One the most fascinating, important, but difficult-to-understand features of indoor environmental chemistry is how the human occupants of an indoor space shape the chemical processes taking place within it.  In response to this challenge, a group of European researchers led by Jonathan Williams at the Max Plank Institute for Chemistry came together in 2018 to study this issue.  Williams’s Indoor Chemical Emissions and Reactivity (ICHEAR) project designed a series of experiments set in twin stainless steel climate chambers that aimed to measure the chemicals emissions from human breath and skin across a variety of conditions.  ICHEAR set important baseline data about human emissions to the indoor environment and how those emissions vary depending on common environmental variables like room temperature, humidity, abient ozone levels, and the type of clothing being worn. This grant funds a second round of the ICHEAR experiments (known as ICHEAR2), allowing Williams and his co-investigator, Pawel Wargocki of the Technical University of Denmark, to build on their initial results.  In a new set of experiments using the same twin-climate-chamber design, Williams and Wargocki will probe how a new set of variables affect human emissions in indoor air, including exercise, hygiene (washing frequency, clothing), and deodorant and fragrance use. This experiments will inform how indoor emissions and chemistry associated with humans are altered by real-world lifestyle choices.

This grant provides three years of support to MOCCIE, the Modeling Consortium for Chemistry of Indoor Environments. Led by Nicola Carslaw of the University of York and Manabu Shiraiwa of UC Irvine, MOCCIE is a consortium of theoretical and experimental chemists, statisticians, computer scientists, and building experts devoted to creating high quality models of indoor chemical processes across various size and time scales. Over the next three years, MOCCIE researchers will use a variety of cutting edge techniques, including molecular dynamics simulations, kinetic process modeling, gas-phase chemistry and particle-phase modeling, thermodynamic modeling, and computational fluid dynamics in an attempt to develop  comprehensive, integrated physical-chemical models of indoor environmental chemical processes.  The models will include a detailed representation of gas-phase, particle-phase, and surface chemistry in indoor environments that simulates how occupants, indoor activities, and buildings influence indoor chemical processes. Model design will be driven by three fundamental questions. One, can we understand indoor chemical and physical processes well enough to predict them quantitatively with computer models?

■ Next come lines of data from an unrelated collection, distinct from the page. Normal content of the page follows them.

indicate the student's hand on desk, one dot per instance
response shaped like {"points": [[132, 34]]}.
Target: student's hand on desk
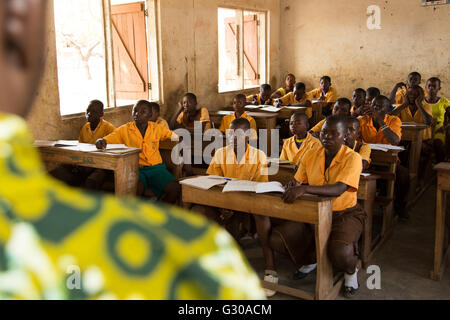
{"points": [[101, 144], [291, 194]]}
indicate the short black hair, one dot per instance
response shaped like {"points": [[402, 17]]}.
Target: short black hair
{"points": [[415, 73], [299, 86], [192, 96], [435, 79], [360, 90], [241, 122], [240, 96], [373, 92], [337, 119], [326, 78], [155, 107], [97, 103], [145, 104], [345, 101]]}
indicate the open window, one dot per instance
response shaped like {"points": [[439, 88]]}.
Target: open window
{"points": [[242, 49]]}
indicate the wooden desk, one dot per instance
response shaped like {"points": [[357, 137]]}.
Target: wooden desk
{"points": [[388, 160], [264, 120], [308, 209], [440, 247], [125, 164], [366, 197], [413, 132]]}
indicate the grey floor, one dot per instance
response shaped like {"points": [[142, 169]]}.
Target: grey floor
{"points": [[405, 261]]}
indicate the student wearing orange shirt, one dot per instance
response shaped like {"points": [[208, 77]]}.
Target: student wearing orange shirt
{"points": [[156, 118], [380, 127], [263, 97], [145, 135], [325, 93], [95, 128], [289, 83], [332, 170], [188, 113]]}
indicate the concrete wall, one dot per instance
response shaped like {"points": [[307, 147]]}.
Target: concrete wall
{"points": [[331, 37], [189, 62]]}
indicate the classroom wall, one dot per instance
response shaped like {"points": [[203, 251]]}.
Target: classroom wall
{"points": [[189, 62], [331, 37]]}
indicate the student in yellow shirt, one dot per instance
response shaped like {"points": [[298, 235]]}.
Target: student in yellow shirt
{"points": [[298, 98], [145, 135], [398, 94], [228, 162], [332, 170], [354, 142], [289, 83], [156, 118], [114, 248], [341, 107], [325, 93], [239, 102], [263, 97], [301, 142], [188, 113], [95, 128]]}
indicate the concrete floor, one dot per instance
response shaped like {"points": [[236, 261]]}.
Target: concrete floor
{"points": [[405, 260]]}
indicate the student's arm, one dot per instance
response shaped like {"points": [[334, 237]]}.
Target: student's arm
{"points": [[173, 120], [394, 91], [328, 190], [388, 133]]}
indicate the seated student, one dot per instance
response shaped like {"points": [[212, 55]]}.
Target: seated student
{"points": [[289, 83], [359, 102], [325, 93], [354, 142], [239, 103], [297, 98], [341, 107], [144, 134], [332, 170], [439, 107], [135, 249], [398, 94], [188, 113], [228, 162], [263, 97], [380, 127], [295, 147], [156, 115], [95, 128]]}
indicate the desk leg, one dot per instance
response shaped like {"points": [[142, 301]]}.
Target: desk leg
{"points": [[126, 176], [440, 248], [324, 282]]}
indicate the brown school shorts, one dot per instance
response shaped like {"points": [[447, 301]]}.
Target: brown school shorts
{"points": [[348, 225]]}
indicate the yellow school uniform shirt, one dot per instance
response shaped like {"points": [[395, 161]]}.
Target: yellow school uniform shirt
{"points": [[293, 154], [103, 129], [130, 135], [438, 111], [406, 116], [330, 96], [258, 98], [162, 122], [346, 168], [252, 167], [51, 235], [202, 116], [226, 122], [289, 99], [370, 134]]}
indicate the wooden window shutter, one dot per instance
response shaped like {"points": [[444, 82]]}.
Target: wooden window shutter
{"points": [[130, 51]]}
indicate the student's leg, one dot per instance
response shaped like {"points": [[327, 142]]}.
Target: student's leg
{"points": [[401, 191]]}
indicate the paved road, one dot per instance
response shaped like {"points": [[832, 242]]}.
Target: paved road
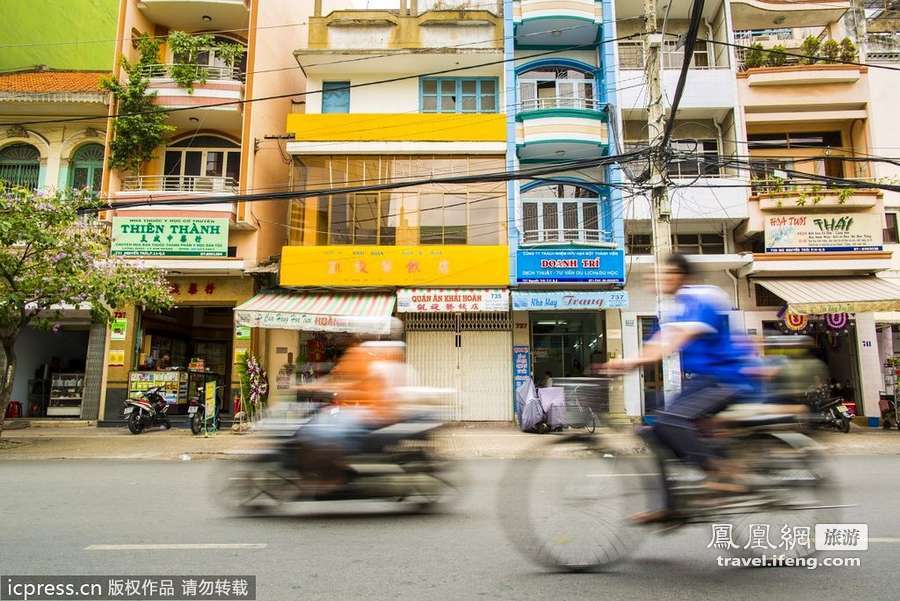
{"points": [[54, 510]]}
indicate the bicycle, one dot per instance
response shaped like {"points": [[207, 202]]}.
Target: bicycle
{"points": [[575, 495]]}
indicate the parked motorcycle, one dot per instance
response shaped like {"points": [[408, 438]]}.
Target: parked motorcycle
{"points": [[396, 462], [148, 410], [828, 411]]}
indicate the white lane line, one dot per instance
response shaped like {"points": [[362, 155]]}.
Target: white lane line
{"points": [[174, 546]]}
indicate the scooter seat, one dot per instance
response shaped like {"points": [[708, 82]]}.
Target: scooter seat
{"points": [[755, 421]]}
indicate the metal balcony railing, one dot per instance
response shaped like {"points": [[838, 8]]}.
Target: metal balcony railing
{"points": [[179, 183], [631, 56], [209, 71], [561, 102], [531, 235]]}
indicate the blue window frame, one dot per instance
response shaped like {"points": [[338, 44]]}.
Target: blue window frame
{"points": [[458, 94], [335, 96]]}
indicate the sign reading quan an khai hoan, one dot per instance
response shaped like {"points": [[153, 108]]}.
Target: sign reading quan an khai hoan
{"points": [[169, 237], [823, 232]]}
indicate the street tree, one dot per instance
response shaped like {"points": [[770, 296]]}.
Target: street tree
{"points": [[54, 253]]}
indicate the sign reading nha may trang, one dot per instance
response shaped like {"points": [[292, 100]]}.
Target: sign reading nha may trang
{"points": [[169, 237]]}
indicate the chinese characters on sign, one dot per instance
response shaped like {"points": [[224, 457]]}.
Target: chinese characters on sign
{"points": [[169, 237], [521, 364], [456, 266], [596, 265], [823, 233], [451, 301]]}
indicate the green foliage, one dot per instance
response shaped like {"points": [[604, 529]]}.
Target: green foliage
{"points": [[754, 56], [52, 255], [848, 53], [140, 127], [185, 49], [810, 48], [830, 51], [776, 57]]}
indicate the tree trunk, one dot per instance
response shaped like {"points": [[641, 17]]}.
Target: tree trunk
{"points": [[8, 363]]}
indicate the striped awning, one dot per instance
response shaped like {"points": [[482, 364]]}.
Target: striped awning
{"points": [[834, 295], [357, 313]]}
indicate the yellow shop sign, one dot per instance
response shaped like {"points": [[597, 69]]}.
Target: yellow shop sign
{"points": [[432, 266]]}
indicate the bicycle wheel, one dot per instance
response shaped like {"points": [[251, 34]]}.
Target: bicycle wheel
{"points": [[795, 476], [566, 506]]}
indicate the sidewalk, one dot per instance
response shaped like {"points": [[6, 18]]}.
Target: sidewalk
{"points": [[464, 441]]}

Two, what are the major uncertainties in these models? Three, what experiments or field measurements would improve those predictions or reduce those uncertainties? Findings will be shared through peer-reviewed publications and presentations at conferences and meetings, and the developed models will be made freely available through an easily accessible open access repository.

This grant funds an extended field experiment, Chemical Assessment of Surfaces and Air (CASA), that will bring together a dozen research groups from across the country to advance the state of understanding of indoor chemistry. Led by Delphine Farmer of Colorado State University and Marina Vance of UC Boulder, CASA will occur at  the Net-Zero Energy Residential Test Facility, a test house laboratory managed by the National Institute of Standards in Gaithersburg, Maryland. CASA will consist of a diverse series of experiments that revolve around disturbing a well-controlled, heavily-sensored, indoor environment in a variety of ways and observing how those disturbances affect the evolution of the chemical processes going on inside.  Questions for investigation involve how perturbations in indoor environmental conditions, such as temperature, relative humidity, and ventilation rate, affect indoor surface and air composition; how the introduction of novel molecules like ozone or volatile organic compounds influence the chemical transformations happening in the air and on surfaces; and how changes to the acidity, reactivity, or other properties of indoor surfaces like countertops and floors affect indoor chemical processes.  Grant funds will support the organization of CASA, coordination of the research teams, and associated data infrastructure and community-building activities aimed both at participating research groups and at connecting findings with the growing body of indoor chemistry research.  The project will result in at least 10 new peer-reviewed publications and 20 conference presentations, a more developed website with links to an accessible data archive, data analysis tutorials, a set of unified datasets, and a conference for study participants to discuss preliminary findings.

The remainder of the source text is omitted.